After a few hours of re-flashing Eclair and EH09 (that I got from the forums and was not pre-rooted) along with others, I decided as a last attempt to re-flash to Eclair one last time and then try using ODIN (since the Samsung Update Tool would hang at "MODEM" and go no further) to flash the EH09 file *from the Samsung Update Tool's directory*. I figured it couldn't hurt anything to try it since the phone was useless and the file should be the exact same as what I downloaded form the forums. Well, I guess it wasn't cause it worked. My phone was then able to dial but, had no data. For this I just had to re-activate it by dialing *228 and my phone was back, fully operational.

I don't know what the difference is between the files on the various forums and the file in the Samsung Update Tool's directory but, it'd have been nice if someone else would have had an answer to my scenario already as I am not the only one that has had this problem. Several have had the problem but, no solution has been posted... until now. :grin3:

I wasted ~8hrs on this one problem.


----------



## TheHobbyist (Aug 2, 2011)

It sounds like you also needed to Odin a modem for your phone to get you back up and running. The difference between the two packages was most likely the inclusion of a modem. Just some more info for ya. You can find links to different modems in the various forums you mentioned.


----------



## wizayne (Aug 22, 2011)

I would agree about the package being incomplete. If r open a FULL Odin it should have at least 9 files, and may havE more if it includes the bootloader(s). If you every have this issue again try opening the tar file like a compressed archive (tip: cuz it IS) and see if it's a full package. I have found that the fascinate eclair has a few more files than the mesmerize eclair.

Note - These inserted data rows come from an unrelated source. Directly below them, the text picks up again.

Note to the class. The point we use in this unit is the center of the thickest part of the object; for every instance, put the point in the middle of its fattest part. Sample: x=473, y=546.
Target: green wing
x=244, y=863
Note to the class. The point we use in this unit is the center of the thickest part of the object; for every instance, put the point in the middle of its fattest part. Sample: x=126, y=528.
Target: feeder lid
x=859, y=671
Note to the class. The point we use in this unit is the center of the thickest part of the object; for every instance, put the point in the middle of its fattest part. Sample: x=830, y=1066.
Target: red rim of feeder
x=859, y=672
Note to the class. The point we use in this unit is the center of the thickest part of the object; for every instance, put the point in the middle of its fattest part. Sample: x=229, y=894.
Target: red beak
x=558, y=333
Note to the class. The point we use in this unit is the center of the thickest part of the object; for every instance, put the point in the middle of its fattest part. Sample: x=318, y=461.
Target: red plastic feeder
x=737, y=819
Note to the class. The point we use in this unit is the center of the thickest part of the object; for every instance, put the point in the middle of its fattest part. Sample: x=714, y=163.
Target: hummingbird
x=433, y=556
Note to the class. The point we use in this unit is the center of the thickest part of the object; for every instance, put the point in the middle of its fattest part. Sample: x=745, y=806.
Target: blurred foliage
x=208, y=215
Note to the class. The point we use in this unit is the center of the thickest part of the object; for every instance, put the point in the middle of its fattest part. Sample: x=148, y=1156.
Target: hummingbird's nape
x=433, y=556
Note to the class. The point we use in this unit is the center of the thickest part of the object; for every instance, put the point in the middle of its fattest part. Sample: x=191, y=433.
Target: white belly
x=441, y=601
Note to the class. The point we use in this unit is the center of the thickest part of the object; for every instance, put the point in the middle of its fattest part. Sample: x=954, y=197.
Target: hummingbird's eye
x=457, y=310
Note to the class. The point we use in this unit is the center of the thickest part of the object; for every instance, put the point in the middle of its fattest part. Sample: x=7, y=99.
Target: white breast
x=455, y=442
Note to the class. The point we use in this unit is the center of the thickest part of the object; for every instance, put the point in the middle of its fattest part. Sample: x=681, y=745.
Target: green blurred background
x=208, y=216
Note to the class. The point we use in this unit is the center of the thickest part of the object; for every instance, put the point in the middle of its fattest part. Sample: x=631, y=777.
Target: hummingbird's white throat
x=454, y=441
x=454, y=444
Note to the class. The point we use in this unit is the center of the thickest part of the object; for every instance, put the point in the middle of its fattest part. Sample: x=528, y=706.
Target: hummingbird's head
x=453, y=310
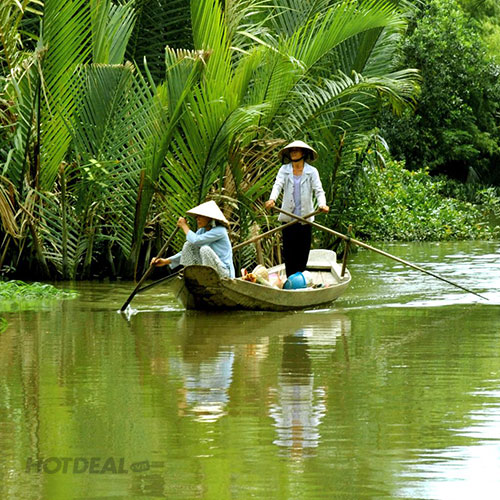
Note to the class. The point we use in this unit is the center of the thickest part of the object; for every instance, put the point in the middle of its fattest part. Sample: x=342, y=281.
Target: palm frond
x=112, y=26
x=66, y=35
x=160, y=23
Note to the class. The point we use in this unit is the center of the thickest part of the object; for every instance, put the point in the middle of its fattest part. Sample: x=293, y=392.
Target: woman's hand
x=182, y=223
x=158, y=262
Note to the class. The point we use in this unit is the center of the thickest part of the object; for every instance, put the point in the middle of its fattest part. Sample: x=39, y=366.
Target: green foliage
x=455, y=129
x=18, y=290
x=396, y=204
x=93, y=146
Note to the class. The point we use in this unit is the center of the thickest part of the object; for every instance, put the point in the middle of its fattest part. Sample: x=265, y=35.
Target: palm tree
x=97, y=144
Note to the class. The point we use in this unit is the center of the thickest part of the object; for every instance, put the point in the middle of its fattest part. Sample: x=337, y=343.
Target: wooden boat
x=200, y=287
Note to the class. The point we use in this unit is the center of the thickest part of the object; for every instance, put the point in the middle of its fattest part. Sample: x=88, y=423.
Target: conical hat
x=298, y=144
x=209, y=209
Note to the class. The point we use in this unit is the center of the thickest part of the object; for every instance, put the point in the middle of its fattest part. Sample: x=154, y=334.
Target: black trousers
x=296, y=246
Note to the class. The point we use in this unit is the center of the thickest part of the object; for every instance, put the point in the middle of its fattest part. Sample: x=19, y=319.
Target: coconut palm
x=98, y=146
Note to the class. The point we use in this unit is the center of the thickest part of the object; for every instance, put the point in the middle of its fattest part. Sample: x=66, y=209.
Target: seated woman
x=209, y=246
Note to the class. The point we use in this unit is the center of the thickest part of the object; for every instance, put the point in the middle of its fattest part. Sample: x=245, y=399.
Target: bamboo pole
x=269, y=233
x=376, y=250
x=148, y=272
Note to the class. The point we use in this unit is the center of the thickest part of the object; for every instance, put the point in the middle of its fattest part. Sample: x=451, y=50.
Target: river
x=392, y=393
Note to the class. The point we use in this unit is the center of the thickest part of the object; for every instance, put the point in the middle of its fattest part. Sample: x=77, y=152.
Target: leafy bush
x=455, y=129
x=16, y=290
x=396, y=204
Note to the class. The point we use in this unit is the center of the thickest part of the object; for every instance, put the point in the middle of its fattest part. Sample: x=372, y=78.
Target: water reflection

Thanks for the helpful post and I hope it saves someones bacon


----------



## netman74501 (Sep 11, 2011)

Yes, I had come to the same conclusion that I needed to flash the modem.bin file when I was searching but, could not find a standalone one (I only briefly searched this since I wasn't sure that is what it was). Also, the EH09 file I had downloaded from the forums already has the modem.bin file in it. There must be something else that is different. Nonetheless, I hope that my experience will help some poor soul that ends up in the same boat that I was in.


----------